La porte de la pièce où Adam et Clarence étaient enfermés barra soudain l’ombre du couloir et coupa court aux questions, pourtant nombreuses, qu’aurait aimé poser Melody. Faust, sans cérémonie, ouvrit la salle, poussa l’enfant dedans et s’en alla aussitôt. Les gonds grincèrent, le battant claqua et Melody soupira pour chasser sa terreur. Elle essuya les petites larmes nerveuses qui perlaient au coin de ses yeux et posa prudemment son butin au sol en cherchant ses amis du regard.

Ils étaient retranchés dans l’endroit le plus sombre de leur prison. Adam dormait, la tête sur les genoux de Clarence, le bras valide passé autour de sa cuisse, qu’il serrait contre lui comme un doudou. Melody, sans rien dire, sortit un bocal du sac puis l’ouvrit. Une odeur douce et sucrée s’en échappa et provoqua une marée de salive contre sa langue. Elle déglutit, tendit le contenant à son amie qui se contorsionna pour s’en saisir sans réveiller le blesser. Trop affamée pour être suspicieuse, Clarence plongea la main dans le goulot et avala tout rond une poignée de ce qui ressemblait à une compote de fruits. Ses yeux s’agrandirent de surprise, et, en gestes, pour ne pas faire de bruit, elle pressa Melody de goûter à son tour.

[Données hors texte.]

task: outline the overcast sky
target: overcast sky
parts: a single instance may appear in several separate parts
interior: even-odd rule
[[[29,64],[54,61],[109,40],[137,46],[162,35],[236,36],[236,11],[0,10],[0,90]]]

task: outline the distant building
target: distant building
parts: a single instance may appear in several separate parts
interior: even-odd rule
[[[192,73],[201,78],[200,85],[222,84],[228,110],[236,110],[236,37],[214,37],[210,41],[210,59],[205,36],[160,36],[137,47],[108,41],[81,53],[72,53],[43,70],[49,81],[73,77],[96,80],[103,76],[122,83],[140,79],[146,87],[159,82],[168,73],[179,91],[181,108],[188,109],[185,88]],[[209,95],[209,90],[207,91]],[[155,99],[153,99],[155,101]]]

La mixture grumeleuse très sucrée, légèrement pétillante avait un vague goût de pêche, relevé d’une délicieuse explosion de cannelle. Les fillettes se passèrent le pot jusqu’à ce qu’il soit vide. C’était si bon qu’elles en souriaient. Melody bâilla, rassasiée, épuisée, mais étrangement réconfortée par la douceur incongrue du repas. Elle s’allongea de l’autre côté de Clarence, se blottit tout contre elle et s’endormit.